Why Your AI Can't Parse Your Mobile Code (And How Tree-sitter Fixes It)

🎧
Listen to this article 9 min
Download MP3

You have used AI coding assistants on your Python or TypeScript projects. They work. You search for "authentication middleware" and the right files appear. You ask about the database connection logic and the AI finds it. Then you switch to your Android or iOS project and everything falls apart.

Search results are garbage. The AI returns files that mention the word "user" somewhere but misses the actual UserRepository class you need. It finds half of a method signature. It completely ignores the Kotlin extension function that does exactly what you asked for. This is not your imagination. AI coding tools genuinely perform worse on mobile codebases, and there is a technical reason why.

The Regex Trap

Most AI code tools do not actually parse your code. They use regex patterns and heuristics to identify functions, classes, and methods. For Python, this works reasonably well. A function starts with def, has a predictable structure, and ends when indentation returns to the previous level.
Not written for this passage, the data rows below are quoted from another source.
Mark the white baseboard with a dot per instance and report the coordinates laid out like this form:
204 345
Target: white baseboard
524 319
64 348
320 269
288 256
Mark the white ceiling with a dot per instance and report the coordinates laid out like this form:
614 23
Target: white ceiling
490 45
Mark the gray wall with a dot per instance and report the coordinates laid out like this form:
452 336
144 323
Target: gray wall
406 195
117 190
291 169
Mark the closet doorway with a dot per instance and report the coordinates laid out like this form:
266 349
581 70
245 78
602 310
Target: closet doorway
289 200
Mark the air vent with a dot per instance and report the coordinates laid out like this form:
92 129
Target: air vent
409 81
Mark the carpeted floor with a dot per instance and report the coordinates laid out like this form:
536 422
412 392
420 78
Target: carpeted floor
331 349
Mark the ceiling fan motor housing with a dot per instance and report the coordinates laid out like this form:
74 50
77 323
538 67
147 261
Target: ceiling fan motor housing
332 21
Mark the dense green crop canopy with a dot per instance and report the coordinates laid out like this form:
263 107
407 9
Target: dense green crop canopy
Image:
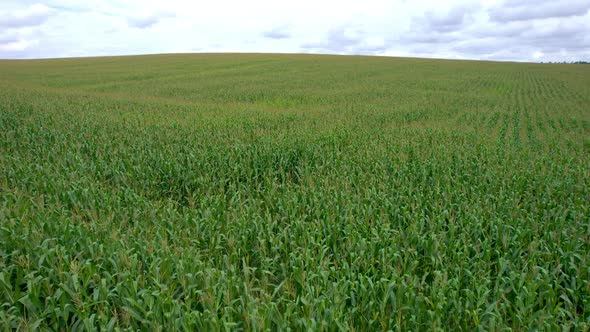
268 192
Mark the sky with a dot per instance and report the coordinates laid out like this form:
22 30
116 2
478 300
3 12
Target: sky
505 30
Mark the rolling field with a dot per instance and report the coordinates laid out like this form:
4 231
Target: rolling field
303 192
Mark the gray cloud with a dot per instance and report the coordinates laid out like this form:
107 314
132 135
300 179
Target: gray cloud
451 21
347 40
33 15
523 10
278 33
142 22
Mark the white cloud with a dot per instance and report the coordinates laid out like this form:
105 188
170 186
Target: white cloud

TypeScript is similar: curly braces, standard keywords, consistent patterns.

Mobile languages are different. Java and Kotlin are annotation-heavy. Swift has property wrappers. Both have deeply nested generics, lambda expressions with implicit parameters, and syntactic sugar that makes regex-based parsing unreliable.

Consider what happens when a regex-based parser encounters this Kotlin code:

@HiltViewModel
class UserProfileViewModel @Inject constructor(
    private val userRepository: UserRepository,
    private val analyticsTracker: AnalyticsTracker,
    @IoDispatcher private val ioDispatcher: CoroutineDispatcher
) : ViewModel() {

    private val _uiState = MutableStateFlow<UiState<UserProfile>>(UiState.Loading)
    val uiState: StateFlow<UiState<UserProfile>> = _uiState.asStateFlow()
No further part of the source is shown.